BoE ma także inne instrumenty regulacji podaży pieniądza - ustala np. poziom rezerw finansowych banków komercyjnych. Jego podwyższenie oznacza, że banki mają mniej środków na akcję kredytową, co prowadzi do zmniejszenia podaży pieniądza.

Za politykę pieniężną BoE odpowiada komitet ds. polityki monetarnej, ale system jego wyłaniania jest zupełnie inny niż w Polsce. Rada dzieli się na członków podlegających prezesowi BoE będących pracownikami banku oraz na członków wyznaczonych przez ministerstwo finansów (Treasury).

Parlament nie ma żadnej roli w nominacjach, choć komisja finansów publicznych może żądać stawiennictwa przedstawicieli BoE na jej posiedzenia celem złożenia wyjaśnień. Do 1997 r. o oprocentowaniu stóp decydował minister finansów. Obecnie formalnie go nie ustala, ale decydując o obsadzie komitetu ds. polityki monetarnej ma na nią wpływ.

Oprócz rady ds. polityki monetarnej w ramach BoE działa komitet ds. polityki finansowej zajmujący się oceną ryzyka dla stabilności systemu.

Ostatnie ożywienie gospodarki wyrażające się w przyspieszeniu wzrostu i obniżce bezrobocia, sugeruje stopniową normalizację ze zwyżką stóp włącznie. Rachuby z tym związane spowodowały w ostatnich dniach zwyżkę notowań funta szterlinga.

Zdaniem dr Petera Hahna - eksperta od bankowości i wykładowcy na wydziale finansów w prywatnej szkole biznesu - Cass Business School w londyńskim City, w polityce monetarnej Banku Anglii jest sporo niewiadomych.

"Bilans banku centralnego Anglii powiększył się o dodatkowe 375 mld funtów od wiosny 2009 r. wskutek skupowania przez bank centralny rządowych obligacji w posiadaniu banków. BoE zakupił je z pieniędzy, które wydrukował (tzw. QE). Czy ma to być nową normą, czy też może już czas, by BoE skurczył swój bilans w proporcji do wielkości gospodarki do poziomu sprzed 2007 r." - powiedział w rozmowie z PAP.

"Przyspieszenie gospodarki sugeruje, że tempo podaży pieniądza i jej skala powinny zmniejszyć się, a bodziec w postaci QE wycofany. W okresie ożywienia gospodarki, w systemie finansowym powinno być mniej pieniądza, by nie pobudzać inflacji" - tłumaczy.

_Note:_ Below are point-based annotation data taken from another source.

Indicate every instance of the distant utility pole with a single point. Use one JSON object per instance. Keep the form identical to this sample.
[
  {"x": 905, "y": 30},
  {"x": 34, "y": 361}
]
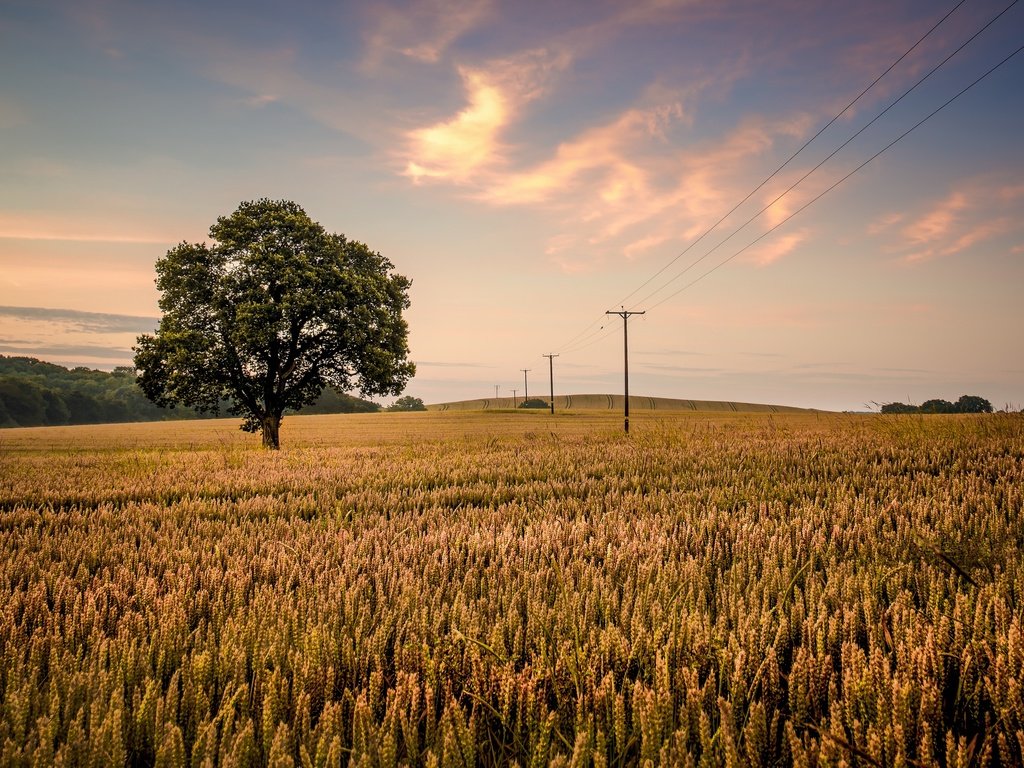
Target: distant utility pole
[
  {"x": 551, "y": 372},
  {"x": 625, "y": 314}
]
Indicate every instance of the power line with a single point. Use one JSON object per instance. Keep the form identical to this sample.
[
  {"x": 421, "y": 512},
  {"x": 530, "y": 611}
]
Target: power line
[
  {"x": 551, "y": 373},
  {"x": 793, "y": 157},
  {"x": 816, "y": 167},
  {"x": 625, "y": 314},
  {"x": 844, "y": 178},
  {"x": 773, "y": 173}
]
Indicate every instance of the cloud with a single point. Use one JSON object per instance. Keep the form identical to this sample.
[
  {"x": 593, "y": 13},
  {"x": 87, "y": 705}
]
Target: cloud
[
  {"x": 64, "y": 351},
  {"x": 977, "y": 211},
  {"x": 75, "y": 320},
  {"x": 775, "y": 248},
  {"x": 437, "y": 364},
  {"x": 80, "y": 227},
  {"x": 468, "y": 145},
  {"x": 422, "y": 31},
  {"x": 457, "y": 147}
]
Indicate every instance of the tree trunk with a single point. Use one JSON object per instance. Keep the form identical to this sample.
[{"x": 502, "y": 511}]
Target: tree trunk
[{"x": 271, "y": 431}]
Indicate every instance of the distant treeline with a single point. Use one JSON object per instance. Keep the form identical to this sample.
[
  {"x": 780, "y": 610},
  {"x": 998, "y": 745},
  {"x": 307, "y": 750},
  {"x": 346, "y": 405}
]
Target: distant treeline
[
  {"x": 968, "y": 403},
  {"x": 34, "y": 393}
]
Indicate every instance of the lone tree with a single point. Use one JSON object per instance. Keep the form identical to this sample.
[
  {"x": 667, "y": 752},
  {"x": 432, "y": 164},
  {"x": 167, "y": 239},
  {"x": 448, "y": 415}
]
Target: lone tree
[{"x": 270, "y": 313}]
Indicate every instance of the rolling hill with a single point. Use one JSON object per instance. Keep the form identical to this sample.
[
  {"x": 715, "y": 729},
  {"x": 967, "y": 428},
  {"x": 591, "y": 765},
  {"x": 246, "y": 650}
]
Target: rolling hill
[{"x": 614, "y": 402}]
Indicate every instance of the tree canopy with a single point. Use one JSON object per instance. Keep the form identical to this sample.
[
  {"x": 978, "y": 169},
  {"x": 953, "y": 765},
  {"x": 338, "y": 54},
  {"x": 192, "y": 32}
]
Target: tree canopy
[
  {"x": 408, "y": 403},
  {"x": 270, "y": 313},
  {"x": 968, "y": 403}
]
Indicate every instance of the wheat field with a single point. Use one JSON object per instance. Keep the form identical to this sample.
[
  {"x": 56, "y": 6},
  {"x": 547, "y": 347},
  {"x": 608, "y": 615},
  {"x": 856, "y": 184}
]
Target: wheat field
[{"x": 459, "y": 589}]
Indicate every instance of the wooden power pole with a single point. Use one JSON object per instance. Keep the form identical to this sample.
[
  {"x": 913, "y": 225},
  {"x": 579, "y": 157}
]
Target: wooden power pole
[
  {"x": 625, "y": 314},
  {"x": 551, "y": 372}
]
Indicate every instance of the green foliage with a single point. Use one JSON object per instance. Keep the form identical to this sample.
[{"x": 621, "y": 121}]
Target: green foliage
[
  {"x": 534, "y": 402},
  {"x": 408, "y": 403},
  {"x": 270, "y": 314},
  {"x": 972, "y": 403},
  {"x": 34, "y": 393},
  {"x": 968, "y": 403}
]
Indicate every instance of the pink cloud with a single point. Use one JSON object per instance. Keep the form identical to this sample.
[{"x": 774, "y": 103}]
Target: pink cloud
[
  {"x": 976, "y": 212},
  {"x": 776, "y": 248},
  {"x": 36, "y": 226},
  {"x": 422, "y": 30}
]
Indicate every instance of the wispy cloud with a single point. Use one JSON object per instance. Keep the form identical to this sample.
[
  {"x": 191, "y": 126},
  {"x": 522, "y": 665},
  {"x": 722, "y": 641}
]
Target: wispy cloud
[
  {"x": 976, "y": 211},
  {"x": 774, "y": 249},
  {"x": 469, "y": 145},
  {"x": 53, "y": 226},
  {"x": 442, "y": 364},
  {"x": 422, "y": 30},
  {"x": 75, "y": 320},
  {"x": 64, "y": 351}
]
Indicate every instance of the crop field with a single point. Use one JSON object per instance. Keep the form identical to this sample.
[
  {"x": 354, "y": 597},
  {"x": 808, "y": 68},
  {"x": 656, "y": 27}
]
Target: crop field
[{"x": 459, "y": 589}]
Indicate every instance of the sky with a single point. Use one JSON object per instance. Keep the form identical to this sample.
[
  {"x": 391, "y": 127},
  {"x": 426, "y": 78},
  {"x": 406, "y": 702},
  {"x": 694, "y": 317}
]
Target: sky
[{"x": 530, "y": 166}]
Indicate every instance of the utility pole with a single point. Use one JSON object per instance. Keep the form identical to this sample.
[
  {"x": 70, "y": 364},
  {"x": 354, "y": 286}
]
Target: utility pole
[
  {"x": 551, "y": 371},
  {"x": 625, "y": 314}
]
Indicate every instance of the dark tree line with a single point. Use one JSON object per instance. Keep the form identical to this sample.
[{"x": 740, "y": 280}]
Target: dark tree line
[
  {"x": 34, "y": 393},
  {"x": 968, "y": 403}
]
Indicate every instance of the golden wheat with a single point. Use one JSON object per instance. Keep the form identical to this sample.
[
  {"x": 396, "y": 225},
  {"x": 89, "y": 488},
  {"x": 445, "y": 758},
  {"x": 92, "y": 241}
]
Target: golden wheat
[{"x": 458, "y": 590}]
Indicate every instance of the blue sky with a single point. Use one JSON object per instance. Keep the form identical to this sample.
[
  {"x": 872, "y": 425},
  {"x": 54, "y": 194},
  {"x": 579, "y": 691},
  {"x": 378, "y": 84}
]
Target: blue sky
[{"x": 529, "y": 165}]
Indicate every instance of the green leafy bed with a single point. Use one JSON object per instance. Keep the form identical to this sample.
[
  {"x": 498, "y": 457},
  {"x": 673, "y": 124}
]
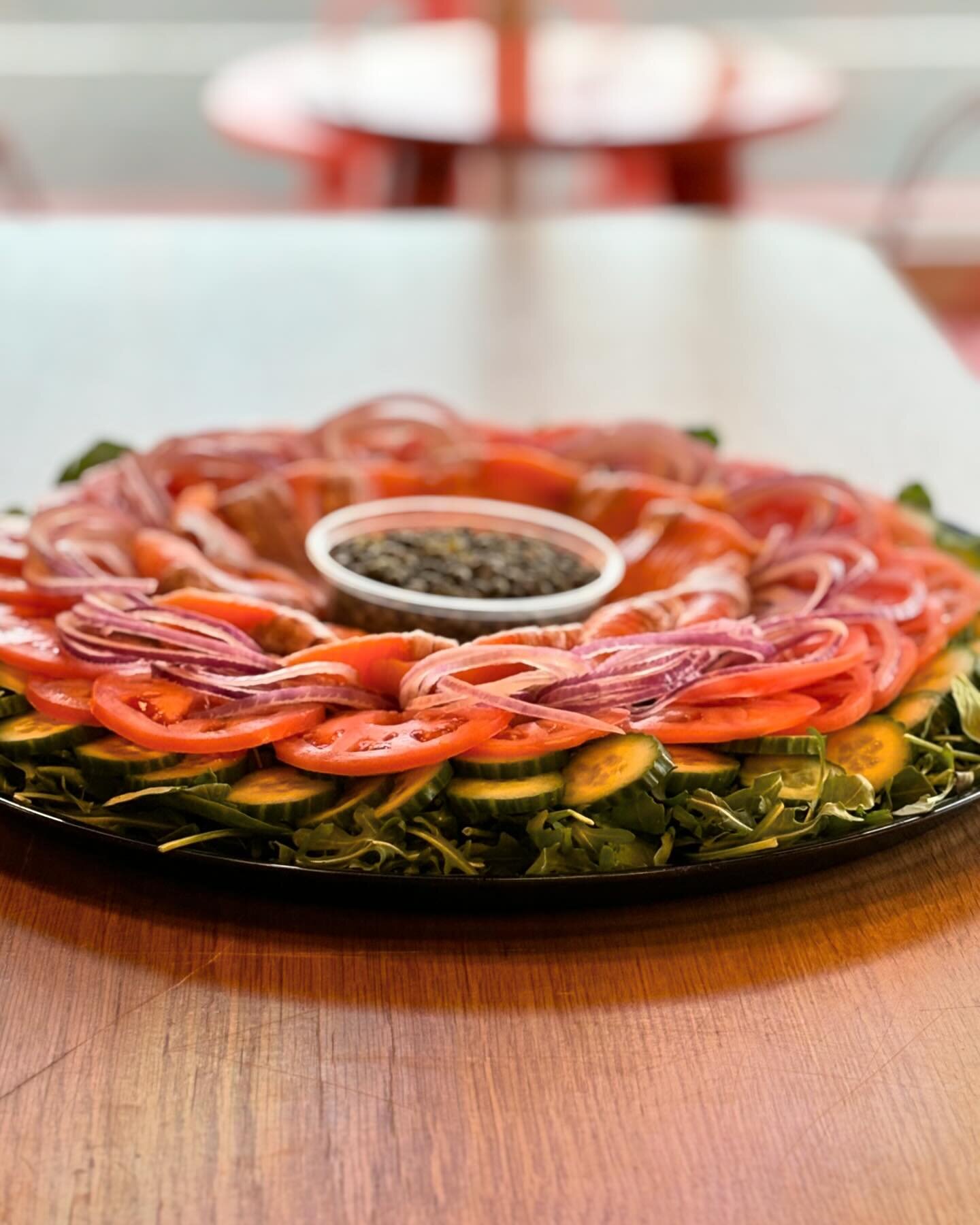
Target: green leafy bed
[
  {"x": 649, "y": 831},
  {"x": 652, "y": 828}
]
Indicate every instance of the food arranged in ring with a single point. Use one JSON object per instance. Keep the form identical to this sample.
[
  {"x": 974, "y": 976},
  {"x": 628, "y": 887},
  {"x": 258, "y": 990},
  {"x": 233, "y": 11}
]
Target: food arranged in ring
[{"x": 783, "y": 657}]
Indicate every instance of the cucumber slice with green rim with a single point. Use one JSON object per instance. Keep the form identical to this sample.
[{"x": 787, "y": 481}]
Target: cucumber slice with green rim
[
  {"x": 802, "y": 777},
  {"x": 364, "y": 790},
  {"x": 789, "y": 747},
  {"x": 606, "y": 773},
  {"x": 191, "y": 771},
  {"x": 36, "y": 735},
  {"x": 414, "y": 790},
  {"x": 875, "y": 747},
  {"x": 12, "y": 704},
  {"x": 696, "y": 767},
  {"x": 473, "y": 766},
  {"x": 12, "y": 680},
  {"x": 917, "y": 708},
  {"x": 502, "y": 798},
  {"x": 282, "y": 793},
  {"x": 113, "y": 755}
]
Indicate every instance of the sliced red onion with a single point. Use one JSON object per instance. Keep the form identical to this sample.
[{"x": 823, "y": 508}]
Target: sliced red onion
[
  {"x": 640, "y": 446},
  {"x": 453, "y": 689},
  {"x": 151, "y": 502},
  {"x": 326, "y": 695},
  {"x": 826, "y": 499},
  {"x": 828, "y": 574},
  {"x": 728, "y": 634},
  {"x": 902, "y": 610},
  {"x": 428, "y": 674},
  {"x": 404, "y": 425},
  {"x": 200, "y": 676}
]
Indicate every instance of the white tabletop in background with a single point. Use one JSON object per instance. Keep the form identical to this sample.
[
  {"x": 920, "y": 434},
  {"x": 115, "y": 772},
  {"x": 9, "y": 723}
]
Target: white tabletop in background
[{"x": 796, "y": 342}]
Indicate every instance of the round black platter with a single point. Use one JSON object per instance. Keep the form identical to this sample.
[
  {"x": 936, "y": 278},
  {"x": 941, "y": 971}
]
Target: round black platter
[{"x": 505, "y": 892}]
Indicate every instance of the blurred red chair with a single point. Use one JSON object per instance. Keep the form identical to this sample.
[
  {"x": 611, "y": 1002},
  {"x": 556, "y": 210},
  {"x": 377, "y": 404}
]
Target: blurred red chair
[{"x": 18, "y": 189}]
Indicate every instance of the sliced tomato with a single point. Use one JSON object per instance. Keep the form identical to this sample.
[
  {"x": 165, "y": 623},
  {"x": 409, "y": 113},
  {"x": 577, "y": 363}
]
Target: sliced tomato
[
  {"x": 390, "y": 741},
  {"x": 532, "y": 739},
  {"x": 67, "y": 700},
  {"x": 779, "y": 678},
  {"x": 843, "y": 700},
  {"x": 30, "y": 600},
  {"x": 894, "y": 657},
  {"x": 35, "y": 647},
  {"x": 381, "y": 659},
  {"x": 956, "y": 586},
  {"x": 684, "y": 724},
  {"x": 928, "y": 630},
  {"x": 161, "y": 715},
  {"x": 392, "y": 478},
  {"x": 614, "y": 502},
  {"x": 514, "y": 473}
]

Brytyjscy ekonomiści są podzieleni w ocenie skuteczności QE.

Część ekonomistów sądzi, że banki przeznaczyły zbyt dużą pulę środków uzyskanych dzięki QE na kredyty hipoteczne, a nie na cele produkcyjne, małe firmy nie odnotowały poprawy w dostępie do kredytu, QE nadmiernie napompowała wycenę akcji spółek giełdowych, rynki wschodzące uzależniły się od taniego pieniądza, powiększyły się deficyty zakładowych funduszy emerytalnych, stratni są depozytariusze itd.

"Skutkiem QE było wsparcie rządowego rynku długu, ponieważ BoE z pieniędzy wygenerowanych przez QE skupował obligacje rządowe w czasie, gdy potrzeby finansowe rządu były bardzo wysokie. Bez QE skala rządowych potrzeb oznaczałaby, że bankom mogłoby być trudniej wchłonąć tak dużą podaż rządowych obligacji, co oznacza, że emitując obligacje rząd poniósłby wyższe koszty" - zaznacza Hahn.

Według niego rolą banku centralnego nie jest finansowanie deficytu rządowych wydatków "tylnymi drzwiami", ani zastępowanie go w instrumentach polityki finansowej. Stąd QE nie powinno stać się normą. Zaznacza, że znaczenie ma nie tylko skala drukowania dodatkowego pieniądza, ale także tempo.